FILE - Firearms are displayed at a gun shop in Salem, Ore., on Feb. 19, 2021. A federal judge in Portland, Ore., ruled Tuesday, Dec. 6, 2022, that a new voter-passed ban on high-capacity gun magazines can go into effect Thursday, Dec. 8, but placed a 30-day hold on a permit-to-purchase requirement after local and state law enforcement agencies said they could not have a permitting system ready in time. (AP Photo/Andrew Selsky, File)

PORTLAND, Ore. (AP) — A ruling by a state court judge placed Oregon’s tough new gun law on hold late Tuesday, just hours after a federal court judge allowed the ban on the sale and transfer of high-capacity magazines to take effect this week.

The ruling by Harney County Judge Robert Raschio threw the implementation of Measure 114 into limbo and Oregon Attorney General Ellen Rosenblum said in a Twitter thread that her office will seek emergency action by the Oregon Supreme Court.

Rosenblum will file an immediate appeal with the state’s high court seeking to “align the result in our state courts with the federal court’s well-reasoned and thoughtful decision,” the statement said. That filing was likely to come this morning.

“It’s been a busy day for Measure 114, Oregon’s new gun safety law, which is supposed to go into effect Thursday. A federal and a state judge both issued rulings today,” Rosenblum’s Twitter thread said. “As of now, the law cannot go into effect on Thursday.”

The lawsuit in Harney County, filed by Gun Owners of America Inc. and the Gun Owners Foundation, sought to have the entire law placed on hold while its constitutionality is decided. The state lawsuit makes the claims under the Oregon Constitution, however, not the U.S. Constitution. That means Raschio’s ruling is binding in the entire state for now.

Earlier Tuesday, a federal judge in Portland delivered an initial victory to proponents of the sweeping gun-control measure approved by Oregon voters. U.S. District Judge Karin Immergut allowed the ban on the sale and transfer of new high-capacity magazines to take effect Thursday while giving law enforcement more time to set up a system for permits that will now be required to buy or transfer a gun.

Immergut granted a 30-day delay before the permit-to-purchase mandate takes effect, but did not quash it entirely as gun rights advocates had wanted.

Measure 114, which narrowly passed in the midterms, requires a permit, criminal background check, fingerprinting and hands-on training course for new firearms buyers and bans the sale, transfer or import of gun magazines over 10 rounds unless they are owned by law enforcement or a military member or were owned before the measure’s passage. Those who already own high-capacity magazines can only possess them in their homes or use them at a firing range, in shooting competitions or for hunting as allowed by state law after the measure takes effect.

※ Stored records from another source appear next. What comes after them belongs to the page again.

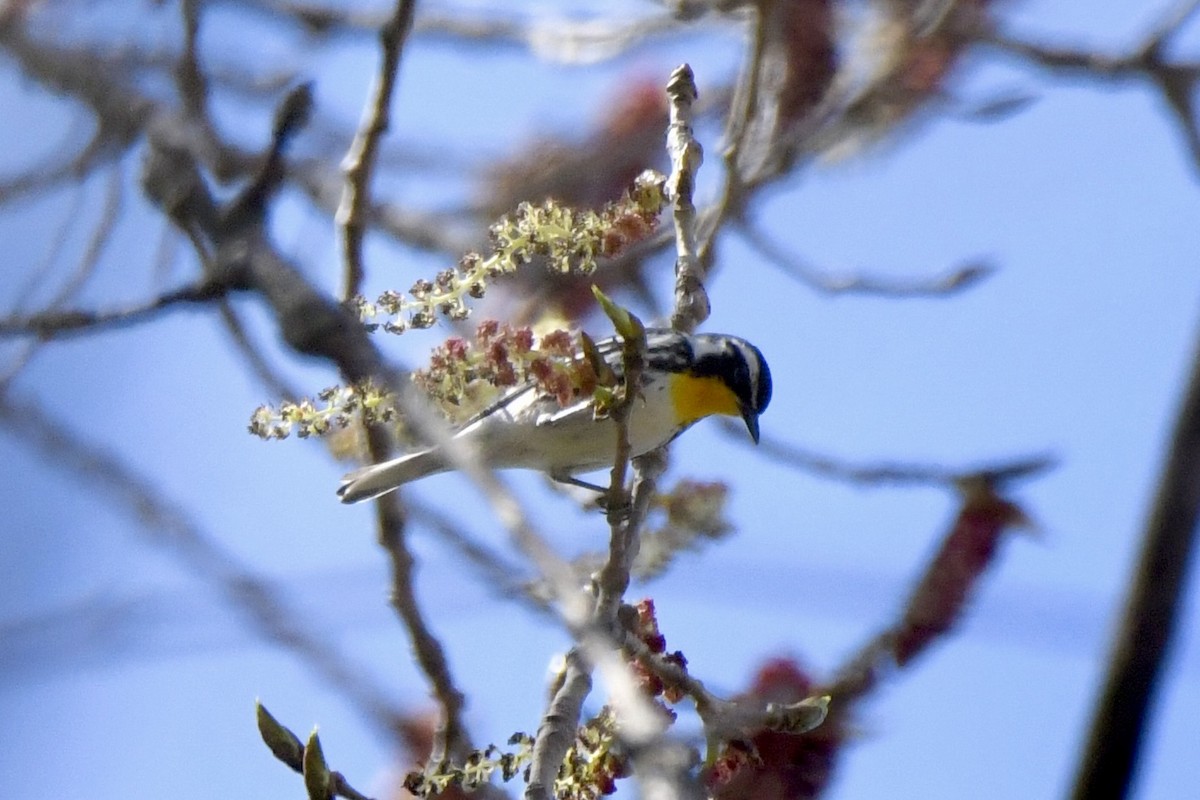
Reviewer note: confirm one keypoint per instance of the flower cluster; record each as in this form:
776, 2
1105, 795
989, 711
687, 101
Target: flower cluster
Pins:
594, 762
694, 515
645, 626
477, 771
569, 239
334, 408
465, 376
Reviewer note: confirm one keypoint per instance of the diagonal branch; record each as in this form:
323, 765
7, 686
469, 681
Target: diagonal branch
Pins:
1152, 612
57, 324
359, 163
940, 286
168, 525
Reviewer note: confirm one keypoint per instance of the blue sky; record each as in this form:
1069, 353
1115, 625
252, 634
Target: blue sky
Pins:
1078, 346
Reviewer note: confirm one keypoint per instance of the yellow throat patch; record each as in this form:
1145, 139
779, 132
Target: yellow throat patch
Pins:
694, 398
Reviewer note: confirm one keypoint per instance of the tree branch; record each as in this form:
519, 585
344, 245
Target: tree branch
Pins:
352, 215
1120, 721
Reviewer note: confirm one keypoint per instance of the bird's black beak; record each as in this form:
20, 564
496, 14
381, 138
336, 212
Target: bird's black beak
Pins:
751, 420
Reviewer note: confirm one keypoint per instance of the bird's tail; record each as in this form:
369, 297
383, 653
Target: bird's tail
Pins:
370, 482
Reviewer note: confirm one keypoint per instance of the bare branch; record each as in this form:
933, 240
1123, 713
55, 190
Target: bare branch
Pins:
168, 525
690, 298
359, 163
940, 286
1175, 80
57, 324
1159, 583
893, 474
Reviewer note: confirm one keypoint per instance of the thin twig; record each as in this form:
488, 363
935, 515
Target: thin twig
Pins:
940, 286
55, 324
1120, 721
352, 215
892, 473
1176, 80
690, 298
168, 525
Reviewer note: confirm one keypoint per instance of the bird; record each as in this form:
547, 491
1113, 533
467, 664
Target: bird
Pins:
685, 378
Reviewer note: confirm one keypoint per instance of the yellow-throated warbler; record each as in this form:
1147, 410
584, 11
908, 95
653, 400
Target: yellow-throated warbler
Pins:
685, 378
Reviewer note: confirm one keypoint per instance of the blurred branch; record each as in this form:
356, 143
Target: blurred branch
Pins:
166, 524
940, 286
897, 473
940, 596
359, 163
1174, 79
57, 324
1120, 721
690, 298
562, 40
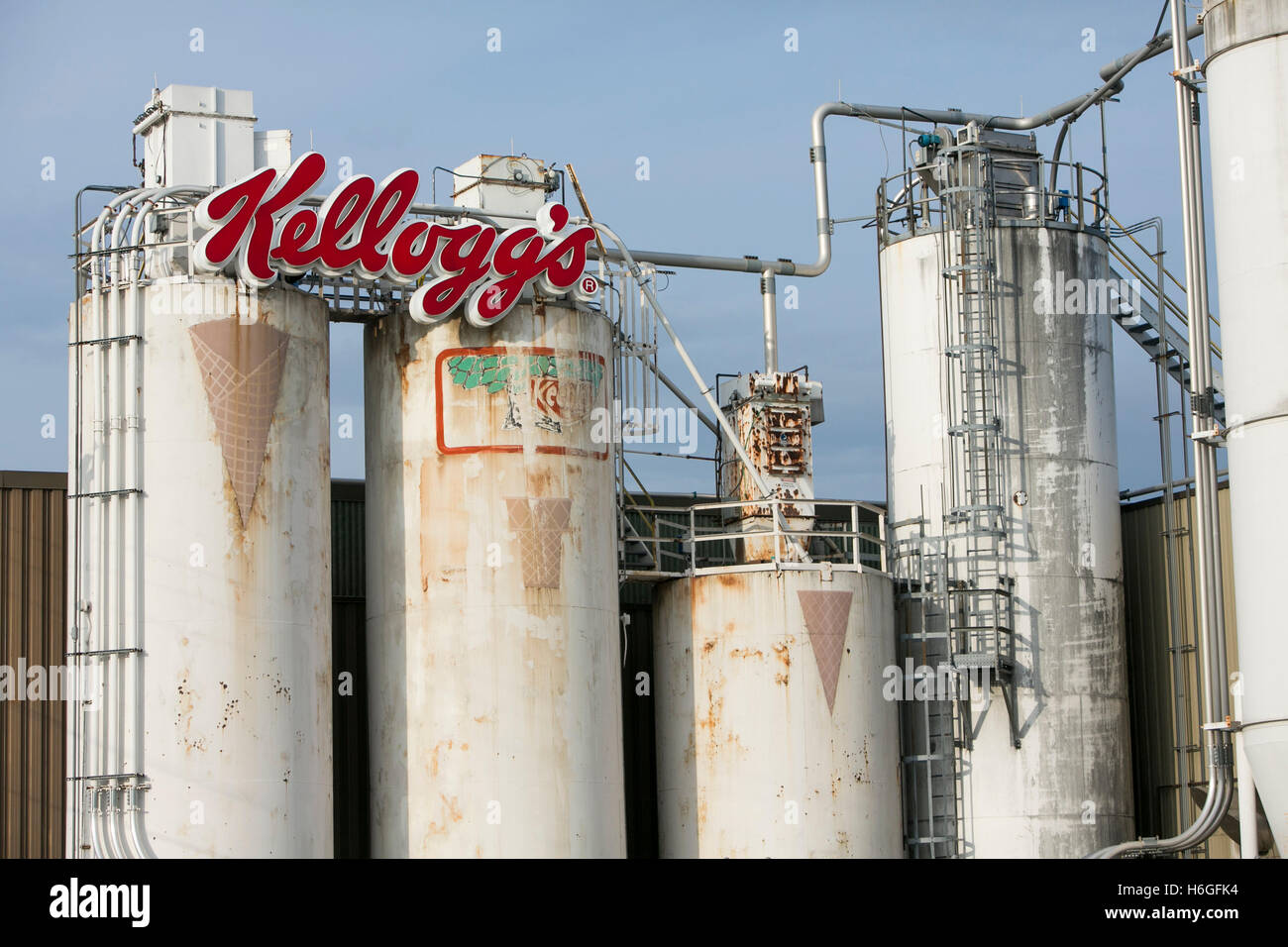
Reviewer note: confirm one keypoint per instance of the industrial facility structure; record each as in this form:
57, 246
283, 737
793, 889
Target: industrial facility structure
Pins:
505, 646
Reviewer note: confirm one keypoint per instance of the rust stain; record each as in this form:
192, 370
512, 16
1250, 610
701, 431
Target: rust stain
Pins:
451, 813
402, 359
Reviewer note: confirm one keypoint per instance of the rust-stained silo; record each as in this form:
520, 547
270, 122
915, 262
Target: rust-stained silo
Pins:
202, 583
492, 628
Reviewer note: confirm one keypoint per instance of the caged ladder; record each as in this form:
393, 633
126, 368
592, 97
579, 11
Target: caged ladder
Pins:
975, 517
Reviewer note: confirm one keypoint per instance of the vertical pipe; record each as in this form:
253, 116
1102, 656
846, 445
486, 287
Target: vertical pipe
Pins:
1247, 789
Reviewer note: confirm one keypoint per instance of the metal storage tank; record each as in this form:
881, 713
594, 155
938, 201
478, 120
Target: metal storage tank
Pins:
1004, 502
233, 667
1247, 85
492, 629
774, 737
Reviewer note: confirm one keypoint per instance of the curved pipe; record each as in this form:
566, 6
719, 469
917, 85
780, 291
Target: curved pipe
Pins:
935, 116
1216, 698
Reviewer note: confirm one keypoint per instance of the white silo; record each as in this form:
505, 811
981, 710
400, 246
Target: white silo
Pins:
1004, 502
774, 735
237, 579
1247, 89
492, 633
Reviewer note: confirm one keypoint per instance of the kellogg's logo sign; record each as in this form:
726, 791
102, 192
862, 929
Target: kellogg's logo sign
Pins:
258, 228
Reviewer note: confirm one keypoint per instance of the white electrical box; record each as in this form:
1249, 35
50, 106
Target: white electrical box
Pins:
273, 150
197, 136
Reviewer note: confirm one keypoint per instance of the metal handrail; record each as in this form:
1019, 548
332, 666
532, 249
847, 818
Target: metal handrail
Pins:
772, 508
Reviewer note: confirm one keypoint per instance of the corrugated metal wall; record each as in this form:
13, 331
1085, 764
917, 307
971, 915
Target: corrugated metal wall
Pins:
1149, 667
33, 620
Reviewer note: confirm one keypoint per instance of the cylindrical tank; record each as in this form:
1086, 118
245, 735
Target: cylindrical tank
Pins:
237, 578
1065, 789
492, 631
774, 735
1247, 90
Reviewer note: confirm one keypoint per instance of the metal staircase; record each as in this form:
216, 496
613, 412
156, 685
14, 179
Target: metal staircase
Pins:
1144, 325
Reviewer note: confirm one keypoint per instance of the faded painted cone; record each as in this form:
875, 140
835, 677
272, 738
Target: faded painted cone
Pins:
241, 368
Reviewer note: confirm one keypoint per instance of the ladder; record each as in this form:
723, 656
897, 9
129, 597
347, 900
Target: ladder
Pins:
982, 628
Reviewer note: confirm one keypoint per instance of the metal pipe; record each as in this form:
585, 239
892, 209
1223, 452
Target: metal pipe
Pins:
768, 299
1111, 86
780, 519
818, 158
1210, 591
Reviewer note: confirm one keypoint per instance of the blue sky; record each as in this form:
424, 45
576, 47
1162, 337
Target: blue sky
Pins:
706, 91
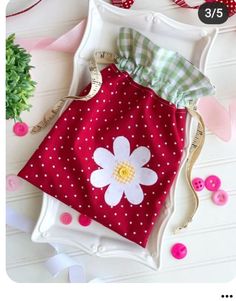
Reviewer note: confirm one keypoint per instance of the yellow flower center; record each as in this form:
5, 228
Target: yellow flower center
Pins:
124, 172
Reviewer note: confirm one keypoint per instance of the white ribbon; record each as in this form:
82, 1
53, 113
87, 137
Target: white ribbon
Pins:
60, 262
56, 263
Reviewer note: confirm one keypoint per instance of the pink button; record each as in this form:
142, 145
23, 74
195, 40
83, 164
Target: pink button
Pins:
179, 251
220, 197
198, 184
13, 183
212, 183
84, 220
20, 129
66, 218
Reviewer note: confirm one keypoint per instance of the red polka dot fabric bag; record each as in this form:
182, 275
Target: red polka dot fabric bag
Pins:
115, 156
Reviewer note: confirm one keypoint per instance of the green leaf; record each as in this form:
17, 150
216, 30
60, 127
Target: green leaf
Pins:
19, 84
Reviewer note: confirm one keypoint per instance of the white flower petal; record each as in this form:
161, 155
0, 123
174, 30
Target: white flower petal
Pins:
104, 158
100, 178
140, 156
121, 148
134, 193
113, 194
147, 176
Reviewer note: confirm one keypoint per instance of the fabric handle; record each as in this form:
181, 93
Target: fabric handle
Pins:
99, 57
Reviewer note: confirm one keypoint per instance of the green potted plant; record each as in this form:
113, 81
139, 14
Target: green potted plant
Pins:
19, 84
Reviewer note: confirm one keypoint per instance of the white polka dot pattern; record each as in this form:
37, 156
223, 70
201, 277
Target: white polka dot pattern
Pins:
63, 164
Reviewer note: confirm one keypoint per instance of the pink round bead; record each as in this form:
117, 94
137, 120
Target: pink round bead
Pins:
179, 251
13, 183
20, 129
220, 197
84, 220
66, 218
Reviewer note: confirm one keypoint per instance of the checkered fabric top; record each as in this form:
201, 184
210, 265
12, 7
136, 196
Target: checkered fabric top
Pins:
166, 72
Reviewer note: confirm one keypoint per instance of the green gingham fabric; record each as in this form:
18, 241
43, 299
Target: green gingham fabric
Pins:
169, 74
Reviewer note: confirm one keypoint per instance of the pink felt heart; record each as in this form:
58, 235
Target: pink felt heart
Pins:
217, 119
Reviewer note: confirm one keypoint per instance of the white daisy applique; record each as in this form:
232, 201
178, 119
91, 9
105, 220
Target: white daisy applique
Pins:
123, 172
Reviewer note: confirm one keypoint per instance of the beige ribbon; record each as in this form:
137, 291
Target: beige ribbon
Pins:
99, 57
194, 152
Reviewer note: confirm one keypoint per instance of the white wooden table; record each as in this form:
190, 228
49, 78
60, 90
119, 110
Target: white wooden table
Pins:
211, 241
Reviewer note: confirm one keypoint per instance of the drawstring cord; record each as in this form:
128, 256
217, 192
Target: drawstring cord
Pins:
194, 152
99, 57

Tuesday’s rulings are far from the end of the legal wrangling over the new law; at least four lawsuits have been filed against it. Amid the uncertainty, gun sales spiked in Oregon in the past month.

The Oregon State Police reported more than 35,000 pending background check transactions for gun purchases as of last week and was averaging 3,000 requests a day compared to less than 900 a day the week before Measure 114 passed, according to agency data. On Black Friday, the agency received 6,000 background check requests alone, OSP Capt. Kyle Kennedy said in an email.

Gun store owners also reported a run on guns, with sales in some stores increasing four- or five-fold in recent weeks.

Measure 114’s fate is being carefully watched by both gun rights advocates and those who want stricter limits on gun ownership because it is one of the first to take effect after a U.S. Supreme Court ruling in June that struck down a New York law that placed limits on carrying guns outside the home.

The June ruling signaled a shift in the way the nation’s high court will evaluate Second Amendment infringement claims, with the Supreme Court’s conservative majority finding judges should no longer consider whether the law serves public interests like enhancing public safety.

Instead, judges should only weigh whether the law is “consistent with the Second Amendment’s text and historical understanding.”

Gun-rights supporters have called the June ruling a “wrecking ball” for firearms restrictions.